Чудовище было высоченным: страсть! В два, а может, в три раза выше табунщика Фотия. А уж Фотий вымахал – всем на зависть! Чтобы встать со мной лицом к лицу, ему – чудовищу, не табунщику! – пришлось бы опуститься на колени, да еще согнуться в три погибели. На колени? Перед жалким ничтожным Гиппоноем?! Вряд ли такое решение пришлось бы чудовищу по нраву. Оно поступило проще: вздернуло меня вверх, словно пушинку, и распластало по утесу.
– Что? Опоздал, дурила?
Насмешка прогремела как гром. Я чуть не оглох.

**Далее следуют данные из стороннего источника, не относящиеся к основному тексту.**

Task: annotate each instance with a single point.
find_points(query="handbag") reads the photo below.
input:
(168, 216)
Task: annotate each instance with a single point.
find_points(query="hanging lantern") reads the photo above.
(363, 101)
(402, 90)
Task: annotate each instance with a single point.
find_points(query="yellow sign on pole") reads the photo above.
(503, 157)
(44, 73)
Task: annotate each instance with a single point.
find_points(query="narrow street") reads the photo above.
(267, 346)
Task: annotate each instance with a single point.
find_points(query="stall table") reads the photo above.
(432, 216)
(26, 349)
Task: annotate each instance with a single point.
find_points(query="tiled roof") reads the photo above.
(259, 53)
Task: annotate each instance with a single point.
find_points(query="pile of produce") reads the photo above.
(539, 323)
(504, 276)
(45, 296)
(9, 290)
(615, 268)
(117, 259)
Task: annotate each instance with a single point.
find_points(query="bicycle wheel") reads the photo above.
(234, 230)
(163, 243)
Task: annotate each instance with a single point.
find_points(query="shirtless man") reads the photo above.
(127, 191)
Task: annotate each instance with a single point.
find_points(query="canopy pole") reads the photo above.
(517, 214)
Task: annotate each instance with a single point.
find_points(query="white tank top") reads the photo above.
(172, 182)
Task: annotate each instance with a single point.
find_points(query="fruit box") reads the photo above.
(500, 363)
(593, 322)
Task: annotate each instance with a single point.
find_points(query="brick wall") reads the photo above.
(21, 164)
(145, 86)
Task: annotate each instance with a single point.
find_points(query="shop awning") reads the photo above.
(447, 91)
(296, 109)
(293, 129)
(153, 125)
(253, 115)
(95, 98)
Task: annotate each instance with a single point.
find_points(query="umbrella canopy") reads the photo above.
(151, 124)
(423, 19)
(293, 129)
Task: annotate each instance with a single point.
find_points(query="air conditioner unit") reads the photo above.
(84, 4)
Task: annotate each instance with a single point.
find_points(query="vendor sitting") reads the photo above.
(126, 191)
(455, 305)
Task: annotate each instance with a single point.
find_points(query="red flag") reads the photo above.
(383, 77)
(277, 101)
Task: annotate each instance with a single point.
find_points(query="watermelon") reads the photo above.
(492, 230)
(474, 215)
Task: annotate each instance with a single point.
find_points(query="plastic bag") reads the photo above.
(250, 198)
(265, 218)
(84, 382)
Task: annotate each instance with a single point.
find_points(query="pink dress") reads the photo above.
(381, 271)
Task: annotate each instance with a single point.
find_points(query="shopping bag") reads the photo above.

– Пустил на берег? А я знала, я ждала…
Зрение вернулось, но лучше бы я остался слепым. Лик, страшней которого не представишь и в ночном кошмаре, заслонил целый мир. Кривились губы, похожие на мазки свежей крови. Над гладким, белым как алебастр, лбом клубились, извивались, шипели разозленные змеи. Вот-вот укусят!
Ненавижу змей. Вечно боги меня всякими гадами травят!
– Не тронь! Убери руки!
Знать бы еще, как вырвалось:
– Убью!
Это, наверное, меня и спасло. Безумцев щадят.
– Ты? – лязгнули клыки. – Меня?
– Да!
Я вспомнил, что уже обещал это Химере, и залился краской стыда. Чудовище, должно быть, решило, что я покраснел от гнева, и расхохоталось, хлопая крыльями. Солнце играло на золотых перьях, швыряло блики мне в лицо.
– Каков наглец, а? Мог бы, уже убил бы!
– Давай, вырастай! – поддержали откуда-то. – Мы на твердой земле, не над волнами. На твоей земле! Вот потеха! А ведь ты, небось, уже считал эту землю своей, да? Каждый камень обнюхал, каждую песчинку облюбовал. Пропустил на берег, теперь не жалуйся! Вырастай, дерись!
Пропустил? Я?! Кого, куда?!
– Я вырасту, – пообещал я. – Вот я вырасту и всем вам задам! Я знаешь каким вырасту?
– Ну?
– Что – ну?
– Почему не растешь? На жалость взять хочешь?
– Дура! Я так быстро расти не умею. Мне время нужно.
– Сколько? Год?
Издевается, тварь. Нет чтобы просто съесть, надо еще и унизить.
– Лет десять, может, больше. Обождете, а?
Я, если надо, тоже насмешничать умею. Сам погибай, а врага оскорбляй!
– Десять лет? Эвриала, он смеется над нами!
Надо же, догадалась!
– Поставь меня! А ну быстро поставь меня на землю!
Чего я не ожидал, так это того, что меня послушаются. Ноги коснулись земли. Колени подогнулись, но я устоял. Спасибо утесу, было на что опереться. Чудовище, которое преграждало мне путь к морю, быстро пятилось прочь. Нет! Оно не пятилось, оно оставалось на месте – просто уменьшалось в размерах, а казалось, что пятится, удаляется. Втягивалась в кожу чешуя, крепкая и блестящая как бляшки доспеха. Поверх нарастала одежда: обычный женский пеплос, длинный, до пят.